Grandview's shopping amounts to one little kiosk in the lobby, that sells anything and everything. With artwork, sweets, watches, mirrors, key chains, portable putting greens and even small replica slot machines, there's a little something for everyone. Prices range from $10 for the cheapest stuff to $880 for the gold figurines.
I'm a sucker for low rates. I'm even more of a sucker for low rates when the hotel also has a nice pool and good restaurants. You'll lose a bit with the rooms at Grandview, but who cares? At the very least, they're clean, quiet and you should only be using them as a place to sleep anyway. During the day you should be out and about, not lying down in a bed flipping channels wishing you were in a better looking room.

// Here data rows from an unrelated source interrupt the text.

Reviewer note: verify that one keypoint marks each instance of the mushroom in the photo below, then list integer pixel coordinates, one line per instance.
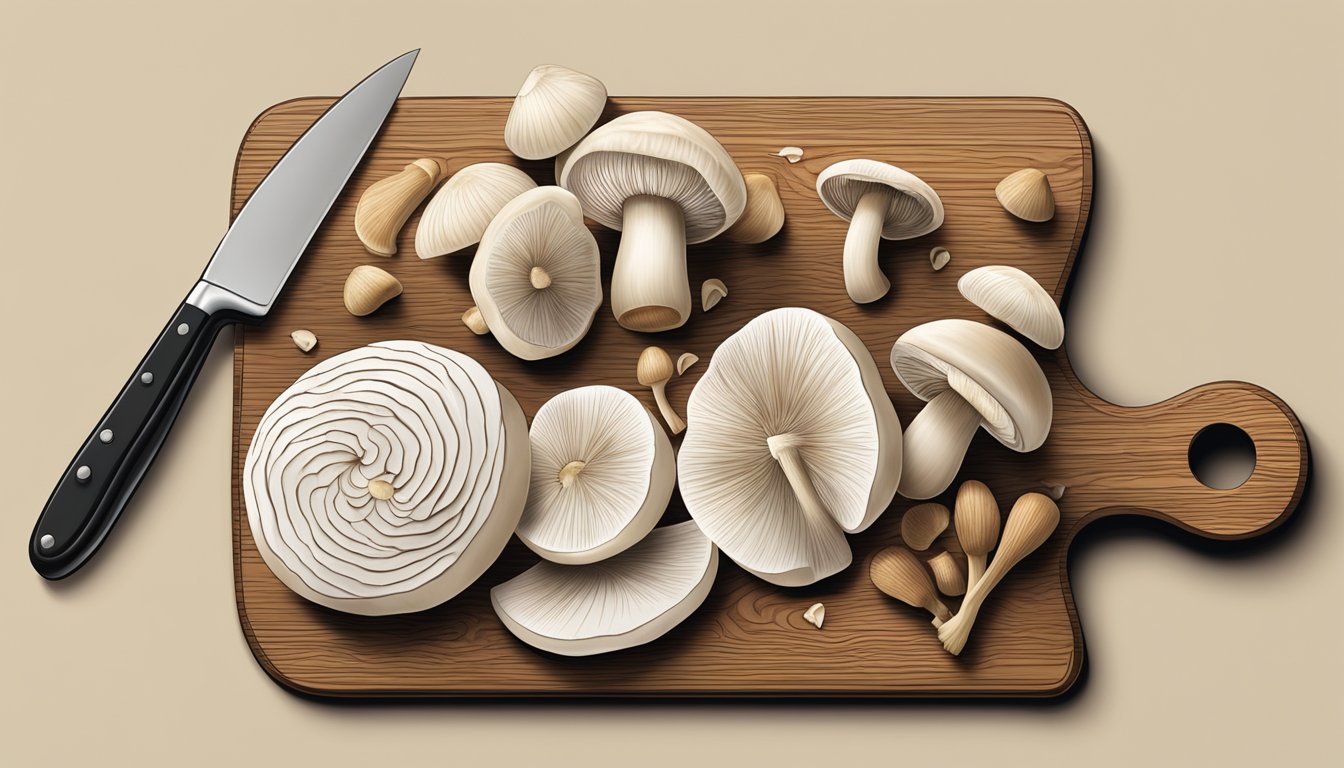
(792, 444)
(554, 108)
(628, 600)
(1011, 295)
(602, 474)
(664, 182)
(535, 277)
(458, 213)
(879, 201)
(971, 375)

I don't share the same enthusiasm for the Grandview casino however. There aren't enough games and no real effort to attract non VIP players. Of course, the Cotai Strip is right in the neighbourhood, which I think makes Grandview the perfect choice for people who want everything the Cotai Strip has to offer in terms of gaming, dining and entertainment, but don't want to pay Cotai Strip rates, which are about double. In other words, Grandview can be quite useful as a base to see all that Macau and Taipa have to offer.